Asistimos a un juego de espejos enfrentados: primero el que era un enfermo era el homosexual (hasta los años 80 estaba en la lista de las enfermedades oficiales), ahora el que es un enfermo es el homófobo. Pero al primero se le encerró y torturó por ello, y al segundo se le absuelve. O sea, que la enfermedad es un comodín sin sentido, que reproduce los valores de una cultura. Hay enfermos malos (los gays, los locos) y buenos (los pobres homófobos). Se desvela entonces la verdadera naturaleza de la justicia, es decir, ser una función que traduce los valores de un poder, es más, ser un elemento que produce valores y poder. Este poder nos dice entonces: mi odio es bueno, el tuyo no.

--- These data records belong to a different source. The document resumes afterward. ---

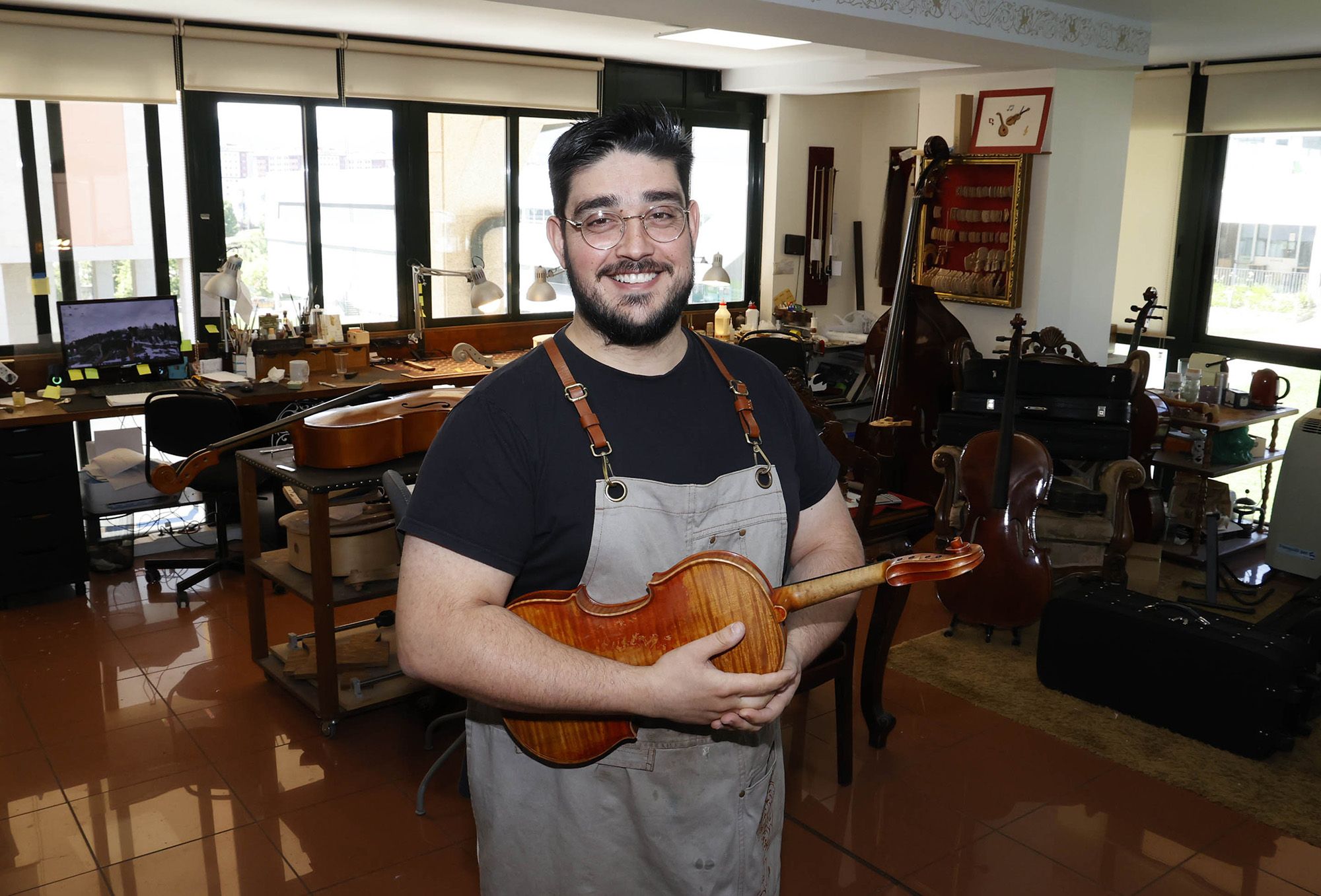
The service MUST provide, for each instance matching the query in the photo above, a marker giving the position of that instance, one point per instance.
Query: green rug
(1283, 790)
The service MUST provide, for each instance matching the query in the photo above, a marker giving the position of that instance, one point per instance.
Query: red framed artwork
(1011, 121)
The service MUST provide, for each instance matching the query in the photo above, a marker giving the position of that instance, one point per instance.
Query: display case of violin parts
(972, 236)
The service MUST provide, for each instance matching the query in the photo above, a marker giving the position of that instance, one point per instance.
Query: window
(466, 158)
(1269, 294)
(536, 138)
(721, 188)
(265, 197)
(356, 171)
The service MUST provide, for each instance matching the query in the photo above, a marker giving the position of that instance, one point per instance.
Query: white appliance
(1295, 541)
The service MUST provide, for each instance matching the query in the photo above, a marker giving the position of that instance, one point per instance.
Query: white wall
(862, 129)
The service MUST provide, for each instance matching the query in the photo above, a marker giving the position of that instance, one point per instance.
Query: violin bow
(174, 479)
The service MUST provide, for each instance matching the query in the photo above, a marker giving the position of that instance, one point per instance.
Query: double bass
(916, 348)
(1005, 477)
(699, 595)
(1149, 425)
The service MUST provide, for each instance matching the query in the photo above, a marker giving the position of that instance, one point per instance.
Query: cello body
(1005, 477)
(699, 595)
(376, 432)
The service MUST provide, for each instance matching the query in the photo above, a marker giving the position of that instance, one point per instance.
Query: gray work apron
(681, 810)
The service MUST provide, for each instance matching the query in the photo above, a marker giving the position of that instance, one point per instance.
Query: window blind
(1151, 192)
(229, 60)
(381, 71)
(46, 56)
(1264, 97)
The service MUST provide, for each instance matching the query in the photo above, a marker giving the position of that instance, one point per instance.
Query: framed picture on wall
(972, 237)
(1011, 121)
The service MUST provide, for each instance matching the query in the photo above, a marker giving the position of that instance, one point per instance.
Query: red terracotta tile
(452, 871)
(236, 862)
(43, 847)
(253, 723)
(352, 835)
(294, 776)
(124, 757)
(997, 866)
(27, 784)
(158, 814)
(1262, 846)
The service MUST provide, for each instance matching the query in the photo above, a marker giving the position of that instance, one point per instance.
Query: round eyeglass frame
(624, 225)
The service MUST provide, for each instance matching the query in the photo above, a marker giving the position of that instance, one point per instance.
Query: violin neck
(822, 588)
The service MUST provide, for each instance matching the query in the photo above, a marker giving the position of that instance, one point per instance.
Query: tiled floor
(143, 752)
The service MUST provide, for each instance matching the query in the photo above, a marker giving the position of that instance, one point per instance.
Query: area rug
(1283, 790)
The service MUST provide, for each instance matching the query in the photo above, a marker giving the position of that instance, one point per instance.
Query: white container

Esto nos sitúa en otra situación paradójica: ¿debemos apelar a las instituciones, a la justicia, a la ley, para defendernos de la homofobia? ¿Qué posición tomar respecto al discurso médico? ¿En qué medida podemos confiar en un Estado, en cualquier Estado? Esta red de poderes no nos liberará de las agresiones directas.

Así las cosas, me planteo mi posición como marica agredido en otros términos. No quiero ya leyes, ni Estado. Me rebelo radicalmente. Debo configurar un poder nuevo y autónomo. Ya no puedo ni debo apelar a la razón. La razón juega siempre a favor de la dominación.